In sizes XXL through XXXL.
It seems I am not alone in my love for Corey Hart. Well, I think, maybe I can work a double XL. This thought quickly passes. I can't pull off an XXL. I look like a fucking hobbit. (Second Lord of the Rings reference this week! Fuck yeah!) I look like I'm wearing a fucking mu mu. This will not do.
Now, right next to the navy Corey Hart tees are old school, royal blue Corey Hart tees. And now begins the internal debate:
(1) I need a Corey Hart tee. By going to Brewers games wearing a Prince Fielder tee, yet professing that Corey Hart is my favorite Brewer, I am a fucking poser. I need a Corey Hart tee.
(2) I am uncomfortable with the retro unis. I've got the old ball-and-mitt logo cap, but that's because it's the coolest goddamn logo ever. I was nine before I realized that the glove had the 'mb' in it. (That's a defining moment in a young Wisconsinite's life. It's like the first time you got a Magic Eye to work. It's a fucking sailboat!) I didn't like Retro Sundays, I like Retro Fridays even less, and I remain of the opinion that we look like fucking idiots getting in a tizzy over a team that lost the fucking World Series twenty-five years ago.

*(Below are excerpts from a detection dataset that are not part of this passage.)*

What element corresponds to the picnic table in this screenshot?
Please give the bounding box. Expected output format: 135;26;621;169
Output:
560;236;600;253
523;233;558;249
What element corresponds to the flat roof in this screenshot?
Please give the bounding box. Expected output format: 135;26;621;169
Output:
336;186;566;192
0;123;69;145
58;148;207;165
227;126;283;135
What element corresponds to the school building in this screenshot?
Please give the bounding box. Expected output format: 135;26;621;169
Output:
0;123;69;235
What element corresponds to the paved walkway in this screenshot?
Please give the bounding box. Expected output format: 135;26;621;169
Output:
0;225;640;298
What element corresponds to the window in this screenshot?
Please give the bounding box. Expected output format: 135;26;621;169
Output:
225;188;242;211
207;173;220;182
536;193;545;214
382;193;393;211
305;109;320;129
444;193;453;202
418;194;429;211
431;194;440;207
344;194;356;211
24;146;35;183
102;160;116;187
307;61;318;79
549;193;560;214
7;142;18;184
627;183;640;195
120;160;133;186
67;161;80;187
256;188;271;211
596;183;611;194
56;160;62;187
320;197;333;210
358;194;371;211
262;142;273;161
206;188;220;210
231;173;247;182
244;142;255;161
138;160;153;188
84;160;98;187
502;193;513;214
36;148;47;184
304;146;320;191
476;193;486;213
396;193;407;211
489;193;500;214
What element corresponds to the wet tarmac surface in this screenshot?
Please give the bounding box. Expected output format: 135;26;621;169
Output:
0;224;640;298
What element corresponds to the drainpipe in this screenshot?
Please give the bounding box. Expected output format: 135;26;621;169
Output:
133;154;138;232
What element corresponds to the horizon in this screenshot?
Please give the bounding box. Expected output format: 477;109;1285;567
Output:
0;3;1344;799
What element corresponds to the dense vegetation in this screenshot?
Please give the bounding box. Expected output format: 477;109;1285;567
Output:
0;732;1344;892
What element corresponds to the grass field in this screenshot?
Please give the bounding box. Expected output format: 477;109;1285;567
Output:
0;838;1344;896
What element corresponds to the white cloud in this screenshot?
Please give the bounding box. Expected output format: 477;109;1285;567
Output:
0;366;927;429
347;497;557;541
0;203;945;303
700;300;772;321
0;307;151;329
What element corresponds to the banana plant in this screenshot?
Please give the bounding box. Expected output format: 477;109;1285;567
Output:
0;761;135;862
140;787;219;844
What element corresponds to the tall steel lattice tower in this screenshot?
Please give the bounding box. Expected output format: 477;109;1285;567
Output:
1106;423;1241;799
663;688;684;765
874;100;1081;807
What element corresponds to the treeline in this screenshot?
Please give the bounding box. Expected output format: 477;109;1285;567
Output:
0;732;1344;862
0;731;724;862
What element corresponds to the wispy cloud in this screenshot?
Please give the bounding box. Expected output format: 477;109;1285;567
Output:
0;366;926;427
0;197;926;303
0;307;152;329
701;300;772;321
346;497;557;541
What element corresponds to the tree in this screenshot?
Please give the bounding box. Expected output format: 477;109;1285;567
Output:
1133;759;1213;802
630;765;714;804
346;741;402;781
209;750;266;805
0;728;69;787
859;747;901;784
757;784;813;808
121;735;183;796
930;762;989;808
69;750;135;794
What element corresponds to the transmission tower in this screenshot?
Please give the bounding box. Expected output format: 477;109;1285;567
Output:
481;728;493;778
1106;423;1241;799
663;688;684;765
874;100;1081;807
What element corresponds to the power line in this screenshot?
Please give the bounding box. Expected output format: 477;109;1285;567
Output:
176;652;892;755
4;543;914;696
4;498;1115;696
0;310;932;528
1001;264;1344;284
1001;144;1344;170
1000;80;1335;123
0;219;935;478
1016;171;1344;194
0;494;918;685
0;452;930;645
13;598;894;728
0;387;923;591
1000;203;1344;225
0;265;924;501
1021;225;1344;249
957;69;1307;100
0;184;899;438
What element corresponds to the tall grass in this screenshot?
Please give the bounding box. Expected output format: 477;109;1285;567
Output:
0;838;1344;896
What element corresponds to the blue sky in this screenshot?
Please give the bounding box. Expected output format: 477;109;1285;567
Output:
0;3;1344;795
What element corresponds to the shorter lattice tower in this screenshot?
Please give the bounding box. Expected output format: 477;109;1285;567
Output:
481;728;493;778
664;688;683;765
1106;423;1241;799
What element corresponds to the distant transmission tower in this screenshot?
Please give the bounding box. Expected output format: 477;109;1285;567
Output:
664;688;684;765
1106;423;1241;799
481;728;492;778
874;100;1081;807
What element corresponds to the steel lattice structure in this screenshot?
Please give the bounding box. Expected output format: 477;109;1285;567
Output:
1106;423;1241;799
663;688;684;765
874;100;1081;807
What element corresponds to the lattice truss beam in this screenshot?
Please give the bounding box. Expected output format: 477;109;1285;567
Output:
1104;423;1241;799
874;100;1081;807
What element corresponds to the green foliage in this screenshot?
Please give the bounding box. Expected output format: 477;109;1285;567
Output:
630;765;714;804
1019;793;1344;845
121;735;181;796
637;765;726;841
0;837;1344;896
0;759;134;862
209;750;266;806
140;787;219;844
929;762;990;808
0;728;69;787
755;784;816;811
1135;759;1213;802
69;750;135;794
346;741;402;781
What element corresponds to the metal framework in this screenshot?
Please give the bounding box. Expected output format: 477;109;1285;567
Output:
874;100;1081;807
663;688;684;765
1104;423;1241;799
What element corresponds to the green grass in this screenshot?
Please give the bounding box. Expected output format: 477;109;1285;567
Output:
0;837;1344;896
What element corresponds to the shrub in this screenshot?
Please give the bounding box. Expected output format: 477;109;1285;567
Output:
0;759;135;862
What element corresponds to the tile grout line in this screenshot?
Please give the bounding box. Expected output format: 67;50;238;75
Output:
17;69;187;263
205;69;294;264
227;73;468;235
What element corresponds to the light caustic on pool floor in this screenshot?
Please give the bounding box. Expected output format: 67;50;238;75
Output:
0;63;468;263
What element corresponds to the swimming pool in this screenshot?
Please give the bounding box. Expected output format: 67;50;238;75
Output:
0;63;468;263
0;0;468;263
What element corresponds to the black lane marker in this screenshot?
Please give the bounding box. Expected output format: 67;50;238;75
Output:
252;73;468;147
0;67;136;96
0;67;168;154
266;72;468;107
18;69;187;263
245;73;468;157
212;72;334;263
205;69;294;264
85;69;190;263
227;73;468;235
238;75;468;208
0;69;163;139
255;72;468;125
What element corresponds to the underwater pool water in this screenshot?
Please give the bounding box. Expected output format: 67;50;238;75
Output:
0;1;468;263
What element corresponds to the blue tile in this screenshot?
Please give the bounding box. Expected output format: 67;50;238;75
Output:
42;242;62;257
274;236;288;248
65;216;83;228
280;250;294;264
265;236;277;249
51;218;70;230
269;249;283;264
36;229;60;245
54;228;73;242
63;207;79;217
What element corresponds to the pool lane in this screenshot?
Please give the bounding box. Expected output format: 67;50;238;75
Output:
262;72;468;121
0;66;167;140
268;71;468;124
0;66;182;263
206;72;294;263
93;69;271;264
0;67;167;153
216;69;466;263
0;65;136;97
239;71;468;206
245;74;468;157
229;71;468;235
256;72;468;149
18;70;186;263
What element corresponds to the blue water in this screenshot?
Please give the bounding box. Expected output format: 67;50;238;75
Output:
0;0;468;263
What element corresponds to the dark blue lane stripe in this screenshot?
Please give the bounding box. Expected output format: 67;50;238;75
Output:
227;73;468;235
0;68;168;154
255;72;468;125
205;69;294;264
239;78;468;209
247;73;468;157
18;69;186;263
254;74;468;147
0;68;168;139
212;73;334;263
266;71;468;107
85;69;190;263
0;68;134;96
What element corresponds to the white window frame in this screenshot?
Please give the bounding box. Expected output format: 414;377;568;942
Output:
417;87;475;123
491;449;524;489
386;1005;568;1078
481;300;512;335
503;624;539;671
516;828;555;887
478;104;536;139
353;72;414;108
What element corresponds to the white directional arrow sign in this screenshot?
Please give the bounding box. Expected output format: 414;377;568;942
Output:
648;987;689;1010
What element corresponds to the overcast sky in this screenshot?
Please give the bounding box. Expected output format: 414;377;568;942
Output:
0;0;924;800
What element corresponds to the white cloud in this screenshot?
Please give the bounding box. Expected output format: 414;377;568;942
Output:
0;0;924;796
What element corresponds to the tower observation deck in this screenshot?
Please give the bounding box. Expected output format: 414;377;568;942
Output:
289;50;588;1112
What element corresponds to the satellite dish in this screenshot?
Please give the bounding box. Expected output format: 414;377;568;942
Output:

(3) I look good in royal blue. It's my best color. I can't do orange, I struggle with yellow, red and green are just OK, purple is out of the question -- royal blue is my color. If I was thinking about joining a gang, even if the Bloods made a really good recruiting pitch, I'd have to be a Crip.
No. 3 tipped the scale. And that's why y'all get to look cool by association when I'm sporting my royal blue Corey Hart tee in Comerica tomorrow. You're welcome.